Playing golf when you get older can be a struggle. Injuries you got when you were younger can come back to bite you in a big way and on top of that, just swinging your golf club can hurt your back. Now no matter your age you can and should start exercising regularly for your golf game – prevention of injury is far better than trying to deal with one. Although selecting the best clubs for over 60’s also plays a critical role, today we will look at the top 5 best golf exercises to do when you are over 60 years old.
Top 5 Best Golf Exercises when you are over 50
- Hip loader – Arguable one of the best golf exercises for seniors over 60, however it is extremely difficult as well. nd be mindful of your balance. To do this first you need to lunge forward and extend your hands forward in front of your feet. Next you need to push back to the starting position and start the next lunge to the side. Make sure you keepyour toes pointed forward and reach to the outside of your foot with your hands. Lastly turn your body and lunge backwards on an angle and reaching as far as you can on the back of your body. Then go back to the start position and repeat for 5 minutes.
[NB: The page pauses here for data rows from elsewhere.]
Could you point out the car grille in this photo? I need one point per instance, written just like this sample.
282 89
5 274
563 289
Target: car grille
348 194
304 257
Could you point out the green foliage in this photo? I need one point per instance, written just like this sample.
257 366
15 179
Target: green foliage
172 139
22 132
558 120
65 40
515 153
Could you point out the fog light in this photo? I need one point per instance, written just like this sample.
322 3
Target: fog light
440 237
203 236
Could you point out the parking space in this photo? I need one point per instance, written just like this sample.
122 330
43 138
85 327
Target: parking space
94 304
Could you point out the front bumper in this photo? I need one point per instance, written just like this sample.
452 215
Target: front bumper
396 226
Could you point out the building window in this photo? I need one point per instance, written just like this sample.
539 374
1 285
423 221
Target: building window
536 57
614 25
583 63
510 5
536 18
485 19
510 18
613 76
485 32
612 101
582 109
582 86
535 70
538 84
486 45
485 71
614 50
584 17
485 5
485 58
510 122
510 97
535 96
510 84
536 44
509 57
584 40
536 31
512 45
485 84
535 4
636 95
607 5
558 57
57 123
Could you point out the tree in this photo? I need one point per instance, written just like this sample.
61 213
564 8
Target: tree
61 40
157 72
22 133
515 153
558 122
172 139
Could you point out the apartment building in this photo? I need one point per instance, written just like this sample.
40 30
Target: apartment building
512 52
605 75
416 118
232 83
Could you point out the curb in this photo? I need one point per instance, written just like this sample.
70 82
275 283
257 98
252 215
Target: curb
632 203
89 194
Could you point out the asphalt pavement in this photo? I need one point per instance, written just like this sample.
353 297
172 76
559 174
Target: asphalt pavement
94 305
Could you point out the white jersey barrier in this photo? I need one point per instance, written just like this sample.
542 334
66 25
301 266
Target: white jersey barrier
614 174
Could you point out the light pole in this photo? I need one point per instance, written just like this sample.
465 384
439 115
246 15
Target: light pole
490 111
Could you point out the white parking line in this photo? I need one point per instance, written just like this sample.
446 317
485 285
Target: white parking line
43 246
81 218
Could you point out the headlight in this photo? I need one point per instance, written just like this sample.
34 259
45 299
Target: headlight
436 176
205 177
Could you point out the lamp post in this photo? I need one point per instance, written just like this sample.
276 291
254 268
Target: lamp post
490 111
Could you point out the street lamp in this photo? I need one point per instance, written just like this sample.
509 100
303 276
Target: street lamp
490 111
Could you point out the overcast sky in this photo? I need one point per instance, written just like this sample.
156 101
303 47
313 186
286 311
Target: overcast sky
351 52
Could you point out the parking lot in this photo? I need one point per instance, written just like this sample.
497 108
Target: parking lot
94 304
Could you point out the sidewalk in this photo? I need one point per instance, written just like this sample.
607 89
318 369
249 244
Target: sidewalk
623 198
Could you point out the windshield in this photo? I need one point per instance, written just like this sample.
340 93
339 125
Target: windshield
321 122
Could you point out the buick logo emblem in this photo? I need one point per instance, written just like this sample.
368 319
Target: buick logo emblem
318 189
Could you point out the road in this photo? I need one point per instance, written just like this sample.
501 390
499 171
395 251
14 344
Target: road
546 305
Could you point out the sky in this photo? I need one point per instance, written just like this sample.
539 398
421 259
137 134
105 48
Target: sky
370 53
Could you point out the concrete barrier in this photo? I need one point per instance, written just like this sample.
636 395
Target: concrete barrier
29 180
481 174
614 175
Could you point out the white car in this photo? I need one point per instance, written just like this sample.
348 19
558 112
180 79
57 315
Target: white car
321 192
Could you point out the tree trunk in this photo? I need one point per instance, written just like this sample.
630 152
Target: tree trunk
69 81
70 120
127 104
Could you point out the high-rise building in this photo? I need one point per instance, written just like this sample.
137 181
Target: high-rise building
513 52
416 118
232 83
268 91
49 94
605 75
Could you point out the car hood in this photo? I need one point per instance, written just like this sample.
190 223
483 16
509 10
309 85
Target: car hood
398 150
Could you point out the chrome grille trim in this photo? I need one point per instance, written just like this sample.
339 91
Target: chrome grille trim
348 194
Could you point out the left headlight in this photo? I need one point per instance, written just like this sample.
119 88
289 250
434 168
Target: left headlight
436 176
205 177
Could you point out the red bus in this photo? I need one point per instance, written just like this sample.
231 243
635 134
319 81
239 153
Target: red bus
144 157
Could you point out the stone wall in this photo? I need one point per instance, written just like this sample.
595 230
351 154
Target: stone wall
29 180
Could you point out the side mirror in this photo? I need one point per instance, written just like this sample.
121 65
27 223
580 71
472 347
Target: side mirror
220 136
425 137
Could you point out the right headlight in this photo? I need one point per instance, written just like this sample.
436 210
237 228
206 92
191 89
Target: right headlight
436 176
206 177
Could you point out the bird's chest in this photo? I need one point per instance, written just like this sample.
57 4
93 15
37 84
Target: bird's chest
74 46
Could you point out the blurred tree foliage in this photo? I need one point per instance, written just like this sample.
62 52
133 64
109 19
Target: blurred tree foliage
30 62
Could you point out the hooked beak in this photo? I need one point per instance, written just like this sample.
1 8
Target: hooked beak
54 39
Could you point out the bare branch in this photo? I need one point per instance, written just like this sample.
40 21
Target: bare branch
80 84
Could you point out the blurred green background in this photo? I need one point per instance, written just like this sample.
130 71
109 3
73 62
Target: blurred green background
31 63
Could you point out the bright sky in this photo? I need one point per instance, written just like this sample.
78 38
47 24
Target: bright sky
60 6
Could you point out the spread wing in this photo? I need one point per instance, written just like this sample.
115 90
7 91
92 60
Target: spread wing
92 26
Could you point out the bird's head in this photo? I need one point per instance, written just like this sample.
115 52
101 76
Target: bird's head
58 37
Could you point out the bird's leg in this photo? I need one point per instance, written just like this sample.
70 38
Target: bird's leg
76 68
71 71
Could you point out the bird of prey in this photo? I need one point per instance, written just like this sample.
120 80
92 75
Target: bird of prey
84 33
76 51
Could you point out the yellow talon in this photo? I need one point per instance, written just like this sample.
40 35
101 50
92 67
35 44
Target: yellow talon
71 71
- Lying hip raises – this exercise is amazing for building your lower back strength to not only reduce the risk of injury but also to help gain strength for your swing. This exercise should be done everyday for approximately 3-4 minutes. Simply lie flat on your back on the ground with your hands by your side and raise your knees so that they form a 90 degree bend at the knees. Now lift your bum above the ground so your back and thigh both form a straight line. Hold this position for 4-5 seconds (you should feel a burn in your back and legs), and then rest for 4-5 seconds and repeat.
- Seating resistance pulls – This exercise requires having a resistance rubber or rope of some kind before starting. Once your have a resistance rope connected to a pole or wall you need to put a chair at 90 degrees to the rope and sit on it. Once seated you have to pull the rope right across your body with both hands on the rope. Then slowly bring it to the starting position. This needs to be repeated 30-40 times and 3-4 times a week.
- Leg press – If you have access to a gym then a seated leg press is incredible important for your legs. If you dont have access to a gym then standing squats can work just as well. Assuming you do have access to a gym it is recommended that this exercise is done once a week. Simply sit on the machine and extend your legs until they are nearly fully extended then bring them back to the body slowly. You should be looking do to 4-6 set of about 12-18 repetitions, so you will need to select the weight based on how many repetitions you can do.